If anyone can give me the rough ballparks in how much they spent, and whether it was a fibre glass prefab or concrete design that would be good. Also the effects of the heater/chiller on the DEWA bill would be good to know. 

I've looked through a load of companies who can provide quotes etc, but wanted to see what people on here had actually paid for theirs rather than getting bombarded with sales calls! 

Thanks


----------



## stevieboy1980 (Sep 9, 2008)

Depending on style etc I think it would be somewhere 60-80k this is what I was quoted when I was buying a place....


----------



## ccr (Jun 20, 2010)

stevieboy1980 said:


> Depending on style etc I think it would be somewhere 60-80k this is what I was quoted when I was buying a place....
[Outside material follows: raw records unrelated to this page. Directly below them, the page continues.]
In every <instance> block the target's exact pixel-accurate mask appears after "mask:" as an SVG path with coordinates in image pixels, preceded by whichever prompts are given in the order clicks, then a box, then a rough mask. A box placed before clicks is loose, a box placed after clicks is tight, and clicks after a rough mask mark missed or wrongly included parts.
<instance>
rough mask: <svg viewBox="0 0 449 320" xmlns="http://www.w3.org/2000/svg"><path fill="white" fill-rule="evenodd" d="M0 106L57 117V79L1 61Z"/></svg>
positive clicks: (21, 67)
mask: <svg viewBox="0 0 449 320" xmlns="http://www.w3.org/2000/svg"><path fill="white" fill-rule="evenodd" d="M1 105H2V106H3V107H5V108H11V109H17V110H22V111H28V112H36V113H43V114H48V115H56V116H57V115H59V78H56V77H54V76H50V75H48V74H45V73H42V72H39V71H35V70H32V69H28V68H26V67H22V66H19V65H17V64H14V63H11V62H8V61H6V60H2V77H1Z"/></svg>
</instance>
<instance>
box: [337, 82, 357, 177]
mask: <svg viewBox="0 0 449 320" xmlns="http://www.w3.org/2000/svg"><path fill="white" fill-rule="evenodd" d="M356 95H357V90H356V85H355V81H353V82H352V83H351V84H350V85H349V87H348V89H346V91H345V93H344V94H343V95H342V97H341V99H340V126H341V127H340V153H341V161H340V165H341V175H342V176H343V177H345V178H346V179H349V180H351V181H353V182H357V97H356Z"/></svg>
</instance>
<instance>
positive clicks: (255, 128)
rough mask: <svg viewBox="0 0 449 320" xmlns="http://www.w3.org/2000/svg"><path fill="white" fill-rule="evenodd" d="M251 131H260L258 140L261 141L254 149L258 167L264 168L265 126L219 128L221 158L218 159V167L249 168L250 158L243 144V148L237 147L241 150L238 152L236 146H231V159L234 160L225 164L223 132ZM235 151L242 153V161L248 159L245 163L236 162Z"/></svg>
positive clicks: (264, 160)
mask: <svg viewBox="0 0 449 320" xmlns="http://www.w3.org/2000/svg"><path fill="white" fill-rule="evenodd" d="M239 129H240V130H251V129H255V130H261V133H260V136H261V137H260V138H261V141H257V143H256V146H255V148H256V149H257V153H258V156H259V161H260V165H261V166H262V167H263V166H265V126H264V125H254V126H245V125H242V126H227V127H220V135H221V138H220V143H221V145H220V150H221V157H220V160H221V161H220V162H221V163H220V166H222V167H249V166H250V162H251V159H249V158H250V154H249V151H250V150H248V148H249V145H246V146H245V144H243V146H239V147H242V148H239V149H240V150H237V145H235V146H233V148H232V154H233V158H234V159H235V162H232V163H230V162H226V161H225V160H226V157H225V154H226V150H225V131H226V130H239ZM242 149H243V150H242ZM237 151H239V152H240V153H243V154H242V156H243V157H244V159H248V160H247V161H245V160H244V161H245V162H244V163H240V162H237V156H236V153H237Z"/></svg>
I believe a quality one will cost more than 60-80k mentioned above.

Ours was put in badly (without proper liner) and consistently having problems for last few years cost more than 80k without heater / chiller.

I have heard chillers will cost 10-20k depending on quality. Gas heaters much cheaper.

Some people just build a home-made chiller via the form of a simple fountain/etc (evaporation removes heat) as well as pool pump at night...


----------



## manchesterborn (Jul 4, 2011)

I was told a ballpark of around 100k from an Estate Agent that was showing us around when we were looking for properties, but wanted to see if anyone had actual figures from their own experience.

What was there style of the ones that you had put in? ie was it a concrete build, or a fibreglass prefab

You say you are having problems with yours constantly...what are these?


----------



## ccr (Jun 20, 2010)

manchesterborn said:


> I was told a ballpark of around 100k from an Estate Agent that was showing us around when we were looking for properties, but wanted to see if anyone had actual figures from their own experience.
> 
> What was there style of the ones that you had put in? ie was it a concrete build, or a fibreglass prefab
> 
> You say you are having problems with yours constantly...what are these?


Ours is a simple rectangular shape, built by hands and shovels without any prefab material. Liner was plastic sheet and tar + concrete blocks, etc.

The landlord wanted to pay the minimum  and got what it was worth.

Of course, we have had lots of leaks costing a lot of $ on top up. No one knows how to fix it properly. Long story...

My recommendation is simple... if it is your own property and you want zero hassle down the road, hire a reputable company, pay the fair cost to get quality construction.


----------